でも、ヴァサなら“何か”出来るのではないかと淡い期待があったのも事実だった。
「……、……」
何か自分でも出来ることは無いのか?
もう、本当に何も無いのか?
グランハルトの拳に力が加わり、指が白くなる。
その時、薄らとヴォルフガングの口が開いた。
「……くっ、はは……」
その声を聞いたグランハルトや王国騎士達は一斉に響めく。中には涙を流す者もいた。
「アイゼンラントの王……危機は退けられました。よく、頑張りましたね」
ヴァサが労わるようにヴォルフガングの頭を撫でる。
それはただ、『もう大丈夫だ』と教えるようでいて、『もう眠っていい』と別れを告げるようでもあった。
「君の……おかげだよ。お嬢、さん……」
一瞬、ヴォルフガングの口角が引き攣るように歪んだ。
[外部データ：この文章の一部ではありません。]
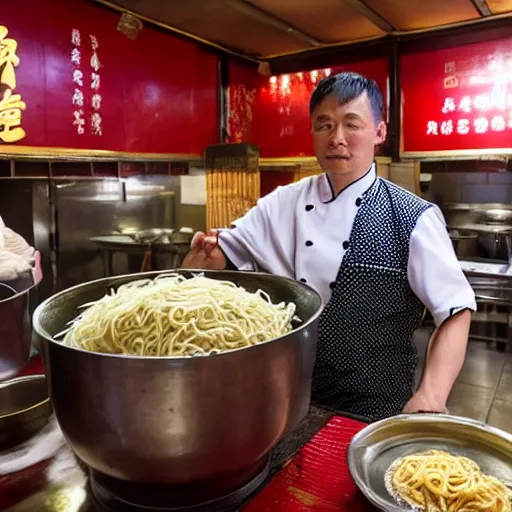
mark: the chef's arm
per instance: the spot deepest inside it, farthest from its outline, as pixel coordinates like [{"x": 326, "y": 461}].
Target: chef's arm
[
  {"x": 444, "y": 360},
  {"x": 240, "y": 247}
]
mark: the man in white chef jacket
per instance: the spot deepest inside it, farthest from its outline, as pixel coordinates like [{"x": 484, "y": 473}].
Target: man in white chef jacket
[{"x": 377, "y": 254}]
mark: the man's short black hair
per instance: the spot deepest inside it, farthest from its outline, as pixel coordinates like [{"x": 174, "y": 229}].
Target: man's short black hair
[{"x": 345, "y": 87}]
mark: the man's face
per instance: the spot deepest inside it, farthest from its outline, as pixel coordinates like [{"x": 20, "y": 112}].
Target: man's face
[{"x": 345, "y": 136}]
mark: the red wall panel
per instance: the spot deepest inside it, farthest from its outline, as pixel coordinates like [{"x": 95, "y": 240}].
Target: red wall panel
[
  {"x": 158, "y": 93},
  {"x": 459, "y": 98},
  {"x": 273, "y": 112}
]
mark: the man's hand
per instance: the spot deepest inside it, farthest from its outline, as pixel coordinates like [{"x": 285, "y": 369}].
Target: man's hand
[
  {"x": 205, "y": 253},
  {"x": 421, "y": 402}
]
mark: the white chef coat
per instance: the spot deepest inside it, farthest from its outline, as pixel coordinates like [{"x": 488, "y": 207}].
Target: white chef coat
[{"x": 302, "y": 230}]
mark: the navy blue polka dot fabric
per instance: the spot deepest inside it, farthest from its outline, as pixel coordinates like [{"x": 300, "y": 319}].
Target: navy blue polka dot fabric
[{"x": 366, "y": 360}]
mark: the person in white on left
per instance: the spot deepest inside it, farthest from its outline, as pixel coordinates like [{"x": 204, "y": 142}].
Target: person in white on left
[{"x": 17, "y": 257}]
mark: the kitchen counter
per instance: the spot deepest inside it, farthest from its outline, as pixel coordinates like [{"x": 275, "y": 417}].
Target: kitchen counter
[{"x": 487, "y": 269}]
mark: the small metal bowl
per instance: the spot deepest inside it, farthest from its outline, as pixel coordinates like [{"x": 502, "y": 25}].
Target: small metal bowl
[{"x": 24, "y": 409}]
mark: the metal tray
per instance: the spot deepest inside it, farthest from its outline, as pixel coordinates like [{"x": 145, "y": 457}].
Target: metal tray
[{"x": 376, "y": 447}]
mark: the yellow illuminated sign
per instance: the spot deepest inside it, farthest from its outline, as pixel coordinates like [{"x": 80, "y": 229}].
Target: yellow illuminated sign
[{"x": 11, "y": 105}]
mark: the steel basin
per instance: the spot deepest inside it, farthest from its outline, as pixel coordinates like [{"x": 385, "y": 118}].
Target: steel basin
[{"x": 181, "y": 420}]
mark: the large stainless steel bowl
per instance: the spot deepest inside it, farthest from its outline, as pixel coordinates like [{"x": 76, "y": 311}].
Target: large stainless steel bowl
[{"x": 180, "y": 420}]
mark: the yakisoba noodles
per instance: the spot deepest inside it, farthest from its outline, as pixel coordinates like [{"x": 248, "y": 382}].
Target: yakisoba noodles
[
  {"x": 437, "y": 481},
  {"x": 175, "y": 316}
]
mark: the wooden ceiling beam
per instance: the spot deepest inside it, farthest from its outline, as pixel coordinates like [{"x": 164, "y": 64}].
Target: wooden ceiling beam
[
  {"x": 249, "y": 9},
  {"x": 482, "y": 8},
  {"x": 363, "y": 8}
]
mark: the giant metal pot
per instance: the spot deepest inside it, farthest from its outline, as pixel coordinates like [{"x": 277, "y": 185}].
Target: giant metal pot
[{"x": 177, "y": 420}]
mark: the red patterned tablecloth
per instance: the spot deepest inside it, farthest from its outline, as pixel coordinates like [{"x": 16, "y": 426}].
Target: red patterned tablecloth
[{"x": 317, "y": 479}]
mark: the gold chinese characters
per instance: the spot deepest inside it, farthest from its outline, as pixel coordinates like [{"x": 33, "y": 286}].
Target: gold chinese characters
[{"x": 11, "y": 105}]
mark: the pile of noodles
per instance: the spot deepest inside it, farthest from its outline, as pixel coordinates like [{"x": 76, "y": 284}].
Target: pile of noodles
[
  {"x": 436, "y": 481},
  {"x": 175, "y": 316}
]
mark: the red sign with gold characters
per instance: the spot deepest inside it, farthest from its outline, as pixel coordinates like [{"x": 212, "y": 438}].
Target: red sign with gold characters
[
  {"x": 71, "y": 79},
  {"x": 458, "y": 99},
  {"x": 273, "y": 112},
  {"x": 11, "y": 104}
]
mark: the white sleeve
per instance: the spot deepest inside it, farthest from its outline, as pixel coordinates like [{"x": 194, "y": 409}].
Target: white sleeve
[
  {"x": 254, "y": 243},
  {"x": 434, "y": 272}
]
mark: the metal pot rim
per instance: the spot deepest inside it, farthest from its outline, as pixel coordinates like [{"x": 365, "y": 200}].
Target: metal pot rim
[
  {"x": 23, "y": 292},
  {"x": 24, "y": 378},
  {"x": 46, "y": 336}
]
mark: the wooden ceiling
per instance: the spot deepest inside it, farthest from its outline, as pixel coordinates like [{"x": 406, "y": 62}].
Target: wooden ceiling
[{"x": 265, "y": 29}]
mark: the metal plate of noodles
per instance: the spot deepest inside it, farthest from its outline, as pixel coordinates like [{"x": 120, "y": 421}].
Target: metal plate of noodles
[{"x": 374, "y": 449}]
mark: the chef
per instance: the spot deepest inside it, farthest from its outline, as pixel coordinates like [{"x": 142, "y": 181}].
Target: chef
[{"x": 377, "y": 254}]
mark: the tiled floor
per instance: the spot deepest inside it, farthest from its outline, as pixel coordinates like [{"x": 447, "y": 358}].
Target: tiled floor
[{"x": 483, "y": 390}]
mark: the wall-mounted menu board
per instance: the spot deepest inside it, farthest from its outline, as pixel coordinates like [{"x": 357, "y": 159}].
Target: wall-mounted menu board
[
  {"x": 70, "y": 79},
  {"x": 273, "y": 112},
  {"x": 458, "y": 100}
]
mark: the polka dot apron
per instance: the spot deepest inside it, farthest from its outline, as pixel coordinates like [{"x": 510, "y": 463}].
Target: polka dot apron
[{"x": 365, "y": 358}]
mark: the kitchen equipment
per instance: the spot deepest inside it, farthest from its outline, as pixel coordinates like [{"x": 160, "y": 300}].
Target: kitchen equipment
[
  {"x": 376, "y": 447},
  {"x": 177, "y": 421},
  {"x": 24, "y": 409},
  {"x": 15, "y": 325},
  {"x": 155, "y": 235}
]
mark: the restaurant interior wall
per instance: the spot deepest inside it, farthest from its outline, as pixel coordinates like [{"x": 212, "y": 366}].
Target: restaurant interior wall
[
  {"x": 273, "y": 113},
  {"x": 85, "y": 86}
]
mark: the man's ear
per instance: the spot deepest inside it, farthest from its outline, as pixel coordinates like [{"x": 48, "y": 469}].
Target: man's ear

恐らく、笑ったのだろう。
……父はいつもそうだった。
臣下や国民の前でする、“相手を安心させるためだけ”の笑い癖。
こんな時にまで、笑わなくてもいいのに。
どんな時でも、王であろうとするんだな。この人は……。
グランハルトは胸に迫り上がる、靄のような冷たく苦い何かが溶けていくように感じた。
そんな事を知ってか知らずか、ヴォルフガングはふすふすと鼻を鳴らして弱々しく、更に言葉を紡ぐ。
「グ、ラン……傍に……」
「……! はい、父上。ここに……お傍にいます」
そっと近くに腰を下ろし、ヴァサが掴む方と反対の手を握る。
いつ振りだろうか……父の手を掴むなんて。
その手は乾燥してささくれ立ち、所々小さな傷がある。無骨な太い指は、老いた戦士のそれだ。
「……すまな、かった」
「……、……」
どうして、こんな時に謝るんだ。
遅すぎる。
何もかも、遅すぎる。
でも、その不器用な所が自分とそっくりで……自分に流れる父の血を感じた。
「……ッ、は……」
ヴォルフガングは空気を求めるようにぱくぱくと口を開き、何かを話そうとしている。
その口元にぐっと耳を近づけると、微かに涙を滲ませた声が聞こえた。
「グラン、国を、頼む……」
か細く、囁くように。
「……、……生きてくれ」
そう言うと満足したのか、力が抜けたように口角が力無く下がる。
眠ったようにも見えるその顔は、血で濡れているのにどこか穏やかだった。